CARBURANTES. – Demetrio Pérez, presidente de la CAPPO, denunció que los pequeños productores agropecuarios siguen sufriendo por la escasez de diésel. Criticó las débiles propuestas políticas.
La crisis de los carburantes continúa golpeando con fuerza al sector productivo. Demetrio Pérez, presidente de la Cámara Agropecuaria de Pequeños Productores Agropecuarios (CAPPO), denunció que los agricultores siguen viviendo un verdadero viacrucis para abastecerse de diésel, haciendo filas durante días en los surtidores o acudiendo, por necesidad, al mercado negro donde el precio llega hasta los 12 bolivianos por litro.
“La situación es aún más grave en provincias. El productor que realmente trabaja la tierra muchas veces no tiene título agrario, solo contratos. En cambio, otros que no siembran, especulan con el combustible gracias a conexiones o trámites irregulares”, explicó Pérez.
Para enfrentar la especulación, en zonas como San Pedro se han implementado filtros comunitarios para validar si quienes acceden al combustible son verdaderos productores, evitando que especuladores hagan fila y revendan el diésel.

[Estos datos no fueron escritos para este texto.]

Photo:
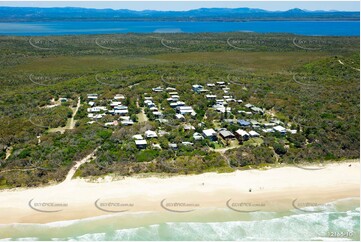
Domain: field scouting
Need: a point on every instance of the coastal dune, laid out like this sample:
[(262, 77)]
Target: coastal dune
[(242, 191)]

CRÍTICAS A PROPUESTAS POLÍTICAS Y ADVERTENCIA DE CRISIS MAYOR
Durante el reciente debate presidencial, Pérez observó que ningún candidato ofreció una solución concreta y viable al problema de los carburantes. Calificó de “improvisadas” las propuestas que incluyen eliminar la subvención sin claridad o depender exclusivamente de recursos externos.
“No hay una política de Estado. Los discursos son vagos. Mientras tanto, nosotros seguimos como mendigos, rogando cada día por unos litros más de diésel para no paralizar la producción”, reclamó.
Advirtió que, de continuar así, muchos productores se verán obligados a abandonar el campo, generando más desempleo, migración y pobreza urbana. “No estamos pidiendo privilegios, solo condiciones para seguir alimentando al país”, concluyó.